The Battle of Parabiago

In the early to mid-14th century the Scaligeri of Verona had either conquered or bought most of northeastern Italy during the internecine Italian conflicts fought between various city states, petty lords, ruling families and the Pope. In 1337, Venice, Florence, the Visconti of Milan and the German House of Este declared war on the expansionist Scaligeri. Fighting with Verona was Lodrisio Visconti, an exile from Milan for imprisoning his brother and uncle, who fled when they were freed. Lodrisio amassed quite a fortune in Verona’s service, assumed the title of Lord of Seprio, an old dilapidated roman fort outside Milan, and a formed his own company from mercenaries of the Holy Roman Empire and a loyal following in Verona’s army.
 
In 1339, Compagnia di San Giorgio, or the Company of St. George, was 6500 strong and consisted of 2500 German and Italian knights, a thousand Swiss halberdiers and the rest Scaligeri militia and infantry.

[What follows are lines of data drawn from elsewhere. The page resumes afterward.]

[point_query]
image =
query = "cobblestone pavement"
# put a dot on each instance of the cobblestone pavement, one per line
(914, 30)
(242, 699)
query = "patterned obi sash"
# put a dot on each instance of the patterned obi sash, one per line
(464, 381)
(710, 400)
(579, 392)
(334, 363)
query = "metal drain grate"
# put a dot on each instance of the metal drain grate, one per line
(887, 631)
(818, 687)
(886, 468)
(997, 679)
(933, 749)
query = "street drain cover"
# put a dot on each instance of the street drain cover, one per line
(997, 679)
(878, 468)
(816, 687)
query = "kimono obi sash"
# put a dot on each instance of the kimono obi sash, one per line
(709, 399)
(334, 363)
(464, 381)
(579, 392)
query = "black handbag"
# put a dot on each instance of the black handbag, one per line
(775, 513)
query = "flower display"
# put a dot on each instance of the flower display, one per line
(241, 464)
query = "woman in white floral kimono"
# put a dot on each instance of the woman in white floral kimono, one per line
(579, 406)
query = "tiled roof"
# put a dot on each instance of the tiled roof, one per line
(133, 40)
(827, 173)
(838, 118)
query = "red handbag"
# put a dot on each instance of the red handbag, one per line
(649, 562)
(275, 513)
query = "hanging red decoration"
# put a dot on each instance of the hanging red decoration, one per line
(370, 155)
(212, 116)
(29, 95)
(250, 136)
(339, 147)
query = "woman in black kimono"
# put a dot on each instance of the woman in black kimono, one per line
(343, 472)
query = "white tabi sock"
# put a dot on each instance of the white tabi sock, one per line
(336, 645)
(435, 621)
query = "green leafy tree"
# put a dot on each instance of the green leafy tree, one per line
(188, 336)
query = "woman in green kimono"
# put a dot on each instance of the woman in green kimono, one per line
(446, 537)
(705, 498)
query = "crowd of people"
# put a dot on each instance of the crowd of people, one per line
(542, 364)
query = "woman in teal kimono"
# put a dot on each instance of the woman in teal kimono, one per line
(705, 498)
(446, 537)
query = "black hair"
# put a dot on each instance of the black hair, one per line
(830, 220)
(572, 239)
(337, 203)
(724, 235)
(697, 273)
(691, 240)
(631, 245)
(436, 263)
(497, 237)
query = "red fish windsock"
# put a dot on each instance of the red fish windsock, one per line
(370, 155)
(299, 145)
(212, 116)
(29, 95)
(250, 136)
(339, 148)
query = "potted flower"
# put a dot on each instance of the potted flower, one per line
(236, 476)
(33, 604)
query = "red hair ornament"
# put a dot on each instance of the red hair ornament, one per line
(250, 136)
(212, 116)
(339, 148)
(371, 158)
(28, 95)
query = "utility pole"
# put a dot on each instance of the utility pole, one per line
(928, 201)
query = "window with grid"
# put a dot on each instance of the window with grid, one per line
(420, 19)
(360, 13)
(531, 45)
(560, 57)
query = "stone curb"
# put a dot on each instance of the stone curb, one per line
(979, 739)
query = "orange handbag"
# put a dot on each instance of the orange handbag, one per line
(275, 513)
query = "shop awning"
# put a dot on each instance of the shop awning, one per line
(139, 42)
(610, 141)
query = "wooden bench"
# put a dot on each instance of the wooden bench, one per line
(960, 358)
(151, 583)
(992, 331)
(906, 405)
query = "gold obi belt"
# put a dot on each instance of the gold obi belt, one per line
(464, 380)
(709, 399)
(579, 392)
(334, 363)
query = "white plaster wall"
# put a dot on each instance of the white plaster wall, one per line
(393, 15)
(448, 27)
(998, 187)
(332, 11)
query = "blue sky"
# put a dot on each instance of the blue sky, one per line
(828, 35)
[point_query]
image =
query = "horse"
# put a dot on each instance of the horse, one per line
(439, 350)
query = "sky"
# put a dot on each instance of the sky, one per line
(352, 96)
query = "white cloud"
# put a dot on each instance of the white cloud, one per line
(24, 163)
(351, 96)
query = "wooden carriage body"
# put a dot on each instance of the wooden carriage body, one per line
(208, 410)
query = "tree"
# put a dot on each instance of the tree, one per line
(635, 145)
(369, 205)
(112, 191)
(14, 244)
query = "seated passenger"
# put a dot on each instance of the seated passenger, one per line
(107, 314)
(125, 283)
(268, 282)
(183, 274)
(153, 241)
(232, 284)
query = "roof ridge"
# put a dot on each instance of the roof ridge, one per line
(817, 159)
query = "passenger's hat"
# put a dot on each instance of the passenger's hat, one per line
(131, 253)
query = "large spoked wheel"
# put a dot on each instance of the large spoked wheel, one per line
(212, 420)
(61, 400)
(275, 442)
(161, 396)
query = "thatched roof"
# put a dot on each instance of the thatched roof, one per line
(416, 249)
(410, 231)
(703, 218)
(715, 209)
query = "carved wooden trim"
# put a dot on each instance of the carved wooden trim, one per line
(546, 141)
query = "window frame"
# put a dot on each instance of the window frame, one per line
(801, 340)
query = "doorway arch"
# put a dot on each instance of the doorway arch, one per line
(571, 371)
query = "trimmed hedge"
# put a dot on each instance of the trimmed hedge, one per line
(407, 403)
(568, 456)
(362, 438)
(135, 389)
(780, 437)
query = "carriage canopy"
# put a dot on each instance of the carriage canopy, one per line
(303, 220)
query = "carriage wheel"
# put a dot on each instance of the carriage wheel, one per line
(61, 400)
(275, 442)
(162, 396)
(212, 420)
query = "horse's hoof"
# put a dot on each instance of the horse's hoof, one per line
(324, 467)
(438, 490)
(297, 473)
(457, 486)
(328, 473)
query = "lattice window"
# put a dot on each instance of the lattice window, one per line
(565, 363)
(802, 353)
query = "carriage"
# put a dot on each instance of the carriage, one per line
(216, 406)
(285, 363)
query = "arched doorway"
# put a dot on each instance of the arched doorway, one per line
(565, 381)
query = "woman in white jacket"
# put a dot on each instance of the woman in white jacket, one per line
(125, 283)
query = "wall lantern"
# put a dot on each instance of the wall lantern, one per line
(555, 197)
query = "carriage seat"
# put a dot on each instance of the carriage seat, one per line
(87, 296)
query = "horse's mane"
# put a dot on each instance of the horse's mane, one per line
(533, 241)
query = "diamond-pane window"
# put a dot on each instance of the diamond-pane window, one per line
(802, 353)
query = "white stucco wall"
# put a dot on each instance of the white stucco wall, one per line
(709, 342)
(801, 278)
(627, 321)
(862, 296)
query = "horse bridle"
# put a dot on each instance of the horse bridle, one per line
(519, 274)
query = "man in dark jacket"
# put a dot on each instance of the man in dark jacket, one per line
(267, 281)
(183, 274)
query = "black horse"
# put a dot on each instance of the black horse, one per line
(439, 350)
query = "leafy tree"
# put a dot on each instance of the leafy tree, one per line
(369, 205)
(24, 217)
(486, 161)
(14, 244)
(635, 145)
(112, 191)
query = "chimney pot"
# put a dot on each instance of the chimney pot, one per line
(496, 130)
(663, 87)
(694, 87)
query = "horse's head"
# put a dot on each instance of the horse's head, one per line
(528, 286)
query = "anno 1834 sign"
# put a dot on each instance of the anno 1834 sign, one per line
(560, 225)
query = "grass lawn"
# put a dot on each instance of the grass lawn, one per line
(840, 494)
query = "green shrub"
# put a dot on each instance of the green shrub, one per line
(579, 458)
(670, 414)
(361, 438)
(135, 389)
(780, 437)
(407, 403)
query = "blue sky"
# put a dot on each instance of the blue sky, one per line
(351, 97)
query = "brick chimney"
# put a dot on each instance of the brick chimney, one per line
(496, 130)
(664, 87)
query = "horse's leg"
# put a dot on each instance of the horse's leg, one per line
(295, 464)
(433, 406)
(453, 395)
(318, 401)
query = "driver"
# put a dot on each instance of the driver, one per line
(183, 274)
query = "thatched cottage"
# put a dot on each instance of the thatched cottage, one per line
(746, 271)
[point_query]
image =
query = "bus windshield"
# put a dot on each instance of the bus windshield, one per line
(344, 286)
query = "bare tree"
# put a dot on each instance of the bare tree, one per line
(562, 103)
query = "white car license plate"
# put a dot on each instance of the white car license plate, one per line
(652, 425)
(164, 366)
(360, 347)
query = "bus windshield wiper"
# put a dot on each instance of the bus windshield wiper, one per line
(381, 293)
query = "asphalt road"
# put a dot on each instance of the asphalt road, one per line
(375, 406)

Lodrisio’s army, centered on the Company of St. George, was a large (for the time), well organized, and professional force forged in two years of constant war for hegemony of northern Italy. The Company had such a reputation that some of the finest German mercenaries in the service of Venice, Duke Werner von Urslingen and Count Konrad von Landau, switched sides with their men to join the company. The Company of St. George was the first condottiere company with an Italian chief, and Lodrisio Visconti’s first condotta (contract) was the capture of his former home, Milan. Milan was co-ruled by Lodrisio’s former captives, his uncle Luchino Visconti and his brother Azzano with Lodrisio’s other uncle, Giovanni, the Bishop of Milan. (Get all that?)
 
On 20 February 1339, Luchino led the Milanese citizen militia, with 700 knights from Savoy under Ettore da Panigo, out to meet his wayward nephew, while Azzano remained in the city stricken with gout. In knee deep snow outside the village of Parabiago, Lodrisio caught one half Luchino’s army and routed it and capturing Luchino. Lodrisio’s pursuing army subsequently encountered the second leaderless wing and defeated it also.
 
However in the confusion of the battle, several companies of Milanese militia didn’t get the message that they were defeated. Their confused defense bought just enough time for Azzano, who rallied survivors from his uncle’s first defeated wing, to arrive with reinforcements from the city. At about the same time, da Panigo also rallied his knights and took command of some militia marching belatedly to the battle from the town of Rho. Da Panigo assaulted the 400 troops Lodrisio left behind to guard his captured uncle. Da Panigo freed Luchino and together charged directly into Lodrisio’s “victorious” army while it attempted to subdue Azonne’s remaining diehards. Popular legend has it that St. Ambrose, a 4th century Bishop of Milan, appeared out of a cloud on a white charger to lead the final assault. Whether divine intervention was necessary or not is a matter of debate, but the fact remains that the best German mercenaries in Italy broke under the onslaught, and Lodrisio himself captured.
 
Lodrisio was incarcerated in a cage in a small town southeast of Milan for ten years, and only released after both Luchino and Azzone were died in 1349. (Azzone died of gout and Luchino was poisoned by his wife in revenge for cruelly punishing her for infidelity.) And in celebration Giovanni had a church and abbey built and dedicated to St. Ambrose of the Victory.
 
Despite the condottiero’s inauspicious beginnings at the Battle of Parabiago, Lucino, Da Panigo, Urslingen and Landau all went on to form their own condottiere companies based on Lodrisio’s template, who also formed another company after he was released. Their examples inspired other adventurers and mercenaries, and condottieri formed up and down the Italian boot. For the next 150 years the condottieri had a monopoly on military power in Renaissance Italy.